В главе второй «Жизнь рядом с чужим» отмечается, что во второй половине ХХ в., когда произошел поворот от модернизма к постмодернизму, выявилась доминантная роль плюрализма и равноправия всех форм человеческой деятельности. «Постмодернистская ментальность привнесла новый способ видения пространства и времени, опираясь на такие признаки, как неопределенность, фрагментарность, деканонизация» (с. 108). Стремление к упорядоченности постмодернизм заменил идеей постоянной текучести, обусловливающей переход от одного состояния общества к другому. «Постмодернистская ризома ярко обозначила установку на презумпцию разрушения традиционных представлений о структуре как стабильно определенной, предлагая радикальную альтернативу замкнутым и статичным линейным структурам с жесткой осевой ориентацией» (с. 109). Согласно представлениям постмодернистов, мир – это хаос, и все его точки связаны между собой, но связи эти бесструктурны, множественны, запутанны и постоянно обрываются, образуя симбиозы «Свой – Чужой» как новый этап становления. Такому представлению вполне соответствует мультикультурная модель, которая предполагает сосуществование множества культур в одном пространстве с «интеграцией без ассимиляции», что подразумевает «право на публичную репрезентацию и сохранение своих особенных черт, образа жизни, продиктованного культурной спецификой, разнообразие социокультурных практик в масштабах национальных и региональных культур» (с. 123). Для мультикультурализма характерно стремление снять напряжение между локальным и универсальным, между желанием локальных культурных групп сохранить свою идентичность и необходимостью обеспечить целостность большого общества. «Осознав непродуктивность ассимиляторских усилий, государства стремятся к формированию таких правовых и политических условий, которые обеспечили бы равный статус национального большинства, меньшинств и иммигрантов, а также равные возможности для развития их культур и равные шансы на социальное процветание» (с. 123). Примером в этом отношении может служить практика австралийского и канадского мультикультурализма, где этнические различия поощряются до того момента, пока они не противоречат интересам национального государства. Авторы подчеркивают, что в определенном смысле мультикультурализм нацелен на уничтожение противостояния «мы» и «они», когда «чужой» становится просто «другим».

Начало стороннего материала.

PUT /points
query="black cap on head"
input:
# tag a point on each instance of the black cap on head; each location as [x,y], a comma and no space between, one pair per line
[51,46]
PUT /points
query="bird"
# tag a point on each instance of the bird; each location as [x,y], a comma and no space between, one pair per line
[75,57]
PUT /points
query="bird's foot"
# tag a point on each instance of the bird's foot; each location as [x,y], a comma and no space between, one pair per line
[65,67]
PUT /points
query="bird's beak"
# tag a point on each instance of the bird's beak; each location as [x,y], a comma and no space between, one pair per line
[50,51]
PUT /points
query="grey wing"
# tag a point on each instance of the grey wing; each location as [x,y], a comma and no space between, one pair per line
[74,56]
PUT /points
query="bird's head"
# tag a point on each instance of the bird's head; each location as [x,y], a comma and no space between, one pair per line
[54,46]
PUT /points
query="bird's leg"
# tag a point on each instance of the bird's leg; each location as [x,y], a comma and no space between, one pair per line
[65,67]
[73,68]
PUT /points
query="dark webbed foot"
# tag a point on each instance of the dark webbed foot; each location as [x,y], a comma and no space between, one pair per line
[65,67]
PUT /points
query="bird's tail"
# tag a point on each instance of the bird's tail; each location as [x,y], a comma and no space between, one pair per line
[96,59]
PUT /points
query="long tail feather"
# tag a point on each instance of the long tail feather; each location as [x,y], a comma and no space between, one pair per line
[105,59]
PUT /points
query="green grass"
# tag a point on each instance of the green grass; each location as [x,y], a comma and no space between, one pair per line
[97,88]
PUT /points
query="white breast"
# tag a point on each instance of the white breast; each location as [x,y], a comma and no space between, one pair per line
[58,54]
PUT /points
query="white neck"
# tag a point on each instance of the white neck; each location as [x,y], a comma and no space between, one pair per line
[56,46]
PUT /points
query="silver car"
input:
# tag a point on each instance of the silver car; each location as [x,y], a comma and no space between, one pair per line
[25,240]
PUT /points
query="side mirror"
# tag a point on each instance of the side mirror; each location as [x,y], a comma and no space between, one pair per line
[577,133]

Если вести речь о Европе, здесь мультикультурализм был наиболее полно реализован в Великобритании. Сутью британской толерантности является отсутствие различения людей по расовому признаку. Мультикультурализм проявился во всех сферах жизни британского общества.

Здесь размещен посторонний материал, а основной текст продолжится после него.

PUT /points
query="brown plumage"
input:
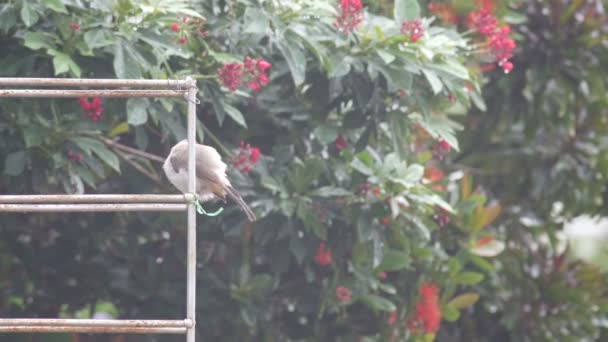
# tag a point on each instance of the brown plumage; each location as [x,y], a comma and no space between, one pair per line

В целом особенностью европейского мультикультурализма становится ориентация на создание механизма адаптации иммигрантов. Процесс адаптации иммигрантов к чужой культуре всегда достаточно сложен. Особенностью британского подхода становится проведение интеграции не только на индивидуальной, но и на коллективной основе – через этнические общины, которые здесь юридически узаконены, институционализированы и имеют равные права.
Особенность французской модели, в отличие от британской, заключается в четком делении на частную сферу, где каждый может проявлять свою этнокультурную принадлежность, и сферу публичную, где «неукоснительно соблюдается принцип единства нации» (с. 133). Все, что различает людей, относится к сфере приватной жизни. Задача государства – объединять людей в статусе граждан и обеспечивать им доступ к социальным благам независимо от их этнокультурной и конфессиональной принадлежности.

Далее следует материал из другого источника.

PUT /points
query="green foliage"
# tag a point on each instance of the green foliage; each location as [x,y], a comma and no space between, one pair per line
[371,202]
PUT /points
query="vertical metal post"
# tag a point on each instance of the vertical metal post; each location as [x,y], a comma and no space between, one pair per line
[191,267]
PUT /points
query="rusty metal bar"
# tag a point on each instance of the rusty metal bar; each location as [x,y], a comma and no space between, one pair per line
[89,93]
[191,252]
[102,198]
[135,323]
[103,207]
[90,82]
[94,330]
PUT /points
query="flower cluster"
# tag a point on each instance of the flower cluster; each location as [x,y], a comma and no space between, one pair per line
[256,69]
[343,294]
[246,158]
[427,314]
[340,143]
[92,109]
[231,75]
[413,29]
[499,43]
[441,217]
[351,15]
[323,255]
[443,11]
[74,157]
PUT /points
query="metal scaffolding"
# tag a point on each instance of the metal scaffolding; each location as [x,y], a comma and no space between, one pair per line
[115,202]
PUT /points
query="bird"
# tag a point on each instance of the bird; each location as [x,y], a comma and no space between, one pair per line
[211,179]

Германия, признав себя иммиграционной страной после 1998 г., принимает мультикультурализм как основу для интеграции иммигрантов в немецкое общество. Швеция также признает существование различных культур и возможность их совместимости. Признают культурное разнообразие Нидерланды, хотя режим инкорпорирования переселенцев здесь гораздо жестче, чем в других европейских странах.
В странах Азии и Африки проблема Чужого по самой своей сути отличается от западного варианта. Здесь сложились свои традиции мирного сосуществования разноязычных и поликонфессиональных групп, выработанные еще в доколониальный период.
Россия представляет собой многонациональное государство, где каждая национальная культура, в свою очередь, является единством многообразия, связанного с социокультурными различиями. Авторы отмечают, что иммиграция в России достаточно специфична и отличается по своему характеру от всех западных вариантов. Культурная дистанция между мигрантами и основным населением принимающей страны гораздо меньше, чем в странах Западной Европы и тем более США, что объясняется существованием в советское время единой системы образования, которая обеспечивала общность систем знания, облегчая тем самым межэтническую коммуникацию. «То есть Чужие по сути таковыми и не являются, хотя определенная культурная дистанция все-таки имеет место» (с. 138).